After 40 years, Blackadder’s cunningest plan surfaces at Audley End House in Essex!


Tony Robinson with Edmund Blackadder at Audley House in Essex. Photo courtesy: British Comedy Guide

To mark the 40th anniversary of one of the most iconic of British comedy series, a painting was placed in Audley End House in Essex recently. Orchestrated by UK TV’s Gold, the carefully commissioned portrait achieved its purpose as visitors who stumbled across the oil painting hanging in the Great Hall of the historic Jacobean mansion immediately mistook the portrait of Rowan Atkinson’s character for – amongst others – Shakespeare, Sir Walter-Raleigh and even Henry VIII.

According to the British Comedy Guide, the painting, created by renowned artist Tom Croft, shows the much-loved character in his Elizabethan attire, painted in a classical oil on canvas style and completed with an ornate gold frame. Croft painted the portrait across 60 hours, after binging Series 2 of Blackadder repeatedly for reference.

Edmund Blackadder by Tom Croft. Photo courtesy: British Comedy Guide

Tony Robinson, who played Baldrick in the series, says: “What an honor to have been asked to unveil this incredible painting – and what a cunning plan to have it installed by Gold in such an extraordinary location to celebrate 40 years of Blackadder. Tom Croft did an amazing job at capturing Edmund’s witty expression, and I know Baldrick would be thrilled to see his hero hanging at Audley End House.

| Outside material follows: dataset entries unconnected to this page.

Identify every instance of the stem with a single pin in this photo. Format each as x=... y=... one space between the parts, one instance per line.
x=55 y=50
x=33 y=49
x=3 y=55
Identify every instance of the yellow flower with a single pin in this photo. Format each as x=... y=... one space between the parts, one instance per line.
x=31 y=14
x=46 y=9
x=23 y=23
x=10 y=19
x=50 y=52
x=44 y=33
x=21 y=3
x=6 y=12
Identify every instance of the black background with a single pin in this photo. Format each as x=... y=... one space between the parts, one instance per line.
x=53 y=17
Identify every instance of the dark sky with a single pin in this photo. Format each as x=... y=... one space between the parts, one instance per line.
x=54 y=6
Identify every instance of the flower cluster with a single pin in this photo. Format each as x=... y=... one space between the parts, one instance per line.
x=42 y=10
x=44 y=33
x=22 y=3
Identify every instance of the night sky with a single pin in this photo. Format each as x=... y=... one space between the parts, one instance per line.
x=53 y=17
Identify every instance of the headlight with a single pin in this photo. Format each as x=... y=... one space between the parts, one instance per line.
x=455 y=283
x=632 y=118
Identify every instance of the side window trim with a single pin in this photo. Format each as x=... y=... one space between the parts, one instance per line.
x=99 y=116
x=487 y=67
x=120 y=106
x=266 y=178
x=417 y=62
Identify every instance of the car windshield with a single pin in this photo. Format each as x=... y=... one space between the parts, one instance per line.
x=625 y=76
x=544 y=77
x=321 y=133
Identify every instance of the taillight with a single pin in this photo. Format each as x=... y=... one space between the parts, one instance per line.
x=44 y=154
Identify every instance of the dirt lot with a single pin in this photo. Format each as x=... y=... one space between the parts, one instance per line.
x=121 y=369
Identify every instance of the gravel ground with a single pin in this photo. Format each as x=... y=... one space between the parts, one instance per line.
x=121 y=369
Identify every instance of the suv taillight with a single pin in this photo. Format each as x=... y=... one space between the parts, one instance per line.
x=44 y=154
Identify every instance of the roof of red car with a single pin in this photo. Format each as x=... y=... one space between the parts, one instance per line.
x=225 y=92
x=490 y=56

In addition to this masterful ‘cunning plan’, UK’s Gold channel will premiere two brand new documentaries Blackadder: A Cunning Story and Blackadder: The Lost Pilot – the latter of which includes the first TV screening of the original pilot. The ‘official’ 40th anniversary date commemorating the first ever broadcast of Blackadder is Thursday, 15 June (1983).